Evet, Erdoğan yönetimi özellikle 2010 sonrası toplumsal kutuplaştırma, muhalefeti dışlama ve otoriter eğilimlerin artışı ile öne çıkıyordu. Öte yandan Türkiye Arap baharının rüzgarı ile bölgeye yönelik hesapsız bir Sünni Müslüman Coğrafya’ya önderlik (yeni Osmanlıcı) merkezli müdahaleler sürecine girmiş bulunuyordu. Çözülememiş Kürt sorunu ve batıya yönelik kitlesel göç tehdidi, hepsi birden müdahale ortamını besliyordu. Ama Türkiye toplumu, bazı iç ve dış çevreler açısından pek de beklenmeyen şekilde iktidar ve muhalefet i ile darbeye karşı güçlü bir cevap oluşturdu.
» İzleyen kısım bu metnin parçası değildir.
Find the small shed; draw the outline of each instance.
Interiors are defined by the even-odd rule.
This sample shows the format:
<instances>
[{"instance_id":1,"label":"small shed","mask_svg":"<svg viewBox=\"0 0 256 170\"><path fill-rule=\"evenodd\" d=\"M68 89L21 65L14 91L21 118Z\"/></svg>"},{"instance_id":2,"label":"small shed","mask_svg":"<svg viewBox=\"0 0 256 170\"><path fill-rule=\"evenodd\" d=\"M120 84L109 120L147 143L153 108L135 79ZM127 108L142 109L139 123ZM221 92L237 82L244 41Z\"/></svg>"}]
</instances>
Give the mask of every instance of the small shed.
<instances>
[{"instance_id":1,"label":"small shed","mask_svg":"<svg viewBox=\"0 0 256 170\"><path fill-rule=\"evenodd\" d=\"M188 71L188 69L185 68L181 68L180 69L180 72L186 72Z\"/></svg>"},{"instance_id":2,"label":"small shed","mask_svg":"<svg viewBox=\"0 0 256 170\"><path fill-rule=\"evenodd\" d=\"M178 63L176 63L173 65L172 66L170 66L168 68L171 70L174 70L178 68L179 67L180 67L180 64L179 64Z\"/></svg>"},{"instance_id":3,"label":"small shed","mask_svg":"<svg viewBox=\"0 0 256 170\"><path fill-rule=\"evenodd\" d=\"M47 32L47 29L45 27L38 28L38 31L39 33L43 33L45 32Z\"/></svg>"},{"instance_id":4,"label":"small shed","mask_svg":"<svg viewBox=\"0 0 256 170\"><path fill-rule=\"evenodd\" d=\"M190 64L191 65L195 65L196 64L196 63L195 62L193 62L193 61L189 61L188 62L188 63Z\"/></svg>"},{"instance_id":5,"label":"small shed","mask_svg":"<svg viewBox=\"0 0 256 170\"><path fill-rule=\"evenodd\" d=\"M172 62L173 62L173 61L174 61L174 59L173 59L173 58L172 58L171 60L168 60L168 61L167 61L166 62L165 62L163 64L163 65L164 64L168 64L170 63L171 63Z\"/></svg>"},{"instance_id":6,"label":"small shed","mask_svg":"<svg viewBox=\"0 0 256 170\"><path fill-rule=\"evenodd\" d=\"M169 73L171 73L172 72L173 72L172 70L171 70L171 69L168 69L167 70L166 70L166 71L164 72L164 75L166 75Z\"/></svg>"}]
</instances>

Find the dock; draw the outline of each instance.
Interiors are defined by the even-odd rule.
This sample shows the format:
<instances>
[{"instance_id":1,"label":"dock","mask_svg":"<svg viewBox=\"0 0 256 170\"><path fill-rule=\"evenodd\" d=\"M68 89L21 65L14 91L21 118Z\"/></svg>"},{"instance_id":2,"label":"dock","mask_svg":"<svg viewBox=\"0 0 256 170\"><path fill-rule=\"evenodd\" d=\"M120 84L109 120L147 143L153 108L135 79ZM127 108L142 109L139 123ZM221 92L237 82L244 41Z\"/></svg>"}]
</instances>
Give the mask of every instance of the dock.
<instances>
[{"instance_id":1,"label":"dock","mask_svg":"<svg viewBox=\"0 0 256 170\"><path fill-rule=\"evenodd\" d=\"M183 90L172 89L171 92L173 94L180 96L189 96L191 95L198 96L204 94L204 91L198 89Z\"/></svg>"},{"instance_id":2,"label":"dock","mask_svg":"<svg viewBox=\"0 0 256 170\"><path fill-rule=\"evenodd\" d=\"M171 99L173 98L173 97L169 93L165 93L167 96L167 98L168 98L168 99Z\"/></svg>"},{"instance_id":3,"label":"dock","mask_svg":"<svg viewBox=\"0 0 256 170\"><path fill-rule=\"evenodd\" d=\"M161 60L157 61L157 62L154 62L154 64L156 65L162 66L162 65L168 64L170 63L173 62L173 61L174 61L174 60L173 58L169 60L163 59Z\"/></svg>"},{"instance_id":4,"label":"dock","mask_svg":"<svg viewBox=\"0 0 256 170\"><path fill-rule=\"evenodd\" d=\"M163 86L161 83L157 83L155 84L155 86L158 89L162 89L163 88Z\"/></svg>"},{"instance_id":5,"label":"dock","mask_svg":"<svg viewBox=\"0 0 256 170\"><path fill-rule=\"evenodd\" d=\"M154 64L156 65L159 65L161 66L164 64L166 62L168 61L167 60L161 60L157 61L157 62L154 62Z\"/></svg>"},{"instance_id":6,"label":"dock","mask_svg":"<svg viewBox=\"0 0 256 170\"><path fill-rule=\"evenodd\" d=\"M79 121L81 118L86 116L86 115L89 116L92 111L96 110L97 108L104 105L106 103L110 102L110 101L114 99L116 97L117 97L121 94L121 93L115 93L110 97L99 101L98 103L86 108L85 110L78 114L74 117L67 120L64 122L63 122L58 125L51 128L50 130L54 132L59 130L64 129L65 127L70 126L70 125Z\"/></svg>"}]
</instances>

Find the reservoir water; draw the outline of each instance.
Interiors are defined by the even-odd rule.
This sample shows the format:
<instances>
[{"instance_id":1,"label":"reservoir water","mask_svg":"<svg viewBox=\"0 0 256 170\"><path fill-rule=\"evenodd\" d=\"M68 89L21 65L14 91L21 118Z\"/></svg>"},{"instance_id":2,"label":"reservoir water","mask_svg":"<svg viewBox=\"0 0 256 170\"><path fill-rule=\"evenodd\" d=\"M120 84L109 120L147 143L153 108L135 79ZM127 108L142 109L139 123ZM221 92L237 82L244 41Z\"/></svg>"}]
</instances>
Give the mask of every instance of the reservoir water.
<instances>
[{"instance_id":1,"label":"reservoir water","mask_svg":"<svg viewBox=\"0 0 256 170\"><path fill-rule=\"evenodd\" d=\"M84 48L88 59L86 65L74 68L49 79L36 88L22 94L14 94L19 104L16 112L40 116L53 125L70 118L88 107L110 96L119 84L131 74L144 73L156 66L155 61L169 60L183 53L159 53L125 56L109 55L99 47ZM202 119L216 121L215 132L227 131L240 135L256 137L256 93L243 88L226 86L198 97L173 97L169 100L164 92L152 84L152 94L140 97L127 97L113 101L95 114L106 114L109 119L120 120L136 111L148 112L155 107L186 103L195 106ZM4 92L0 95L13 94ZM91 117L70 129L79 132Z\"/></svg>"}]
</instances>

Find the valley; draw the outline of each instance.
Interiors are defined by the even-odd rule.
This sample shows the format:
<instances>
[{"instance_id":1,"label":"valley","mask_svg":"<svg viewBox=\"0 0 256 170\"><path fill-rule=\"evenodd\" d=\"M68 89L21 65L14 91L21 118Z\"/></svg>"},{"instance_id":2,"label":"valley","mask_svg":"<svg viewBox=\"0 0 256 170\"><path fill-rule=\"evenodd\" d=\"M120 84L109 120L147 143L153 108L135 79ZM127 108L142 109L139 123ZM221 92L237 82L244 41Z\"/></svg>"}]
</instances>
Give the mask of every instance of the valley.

Her dini ve milli kimliğin eşit ve özgür yaşadığı bir siyasal birlik tasavvuru
Şimdi bizden yine pek de beklenmeyen bir şeyi başarmak zorundayız. AB üyelik süreci ne olursa olsun bu topraklarda farklıların birlikte yaşama geleneğini geliştirme, insan hakları ve demokrasi ilkeleri temelinde bağımsız olarak ayakta durma iradesini ortaklaştırma zorunluluğu ile karşı karşıyayız.
Unutulmamalı ki böylesi bir ortaklık, ülke ve bölge düzeyinde özellikle de Kürt sorunu ve Sünni/Şii gerilimi bağlamında her dini ve milli kimliğin eşit ve özgür yaşadığı bir siyasal birlik tasarrufu dışında mümkün değildir. Bu birliğin bölgesel çapta ekonomik ve kültürel ortaklıklarla güçlendirilmesi de kaçınılmaz bir gerekliliktir. Aksi durumlar her tür müdahaleye açık zemini, savaşı ve kaos beklentisini güçlendirecektir.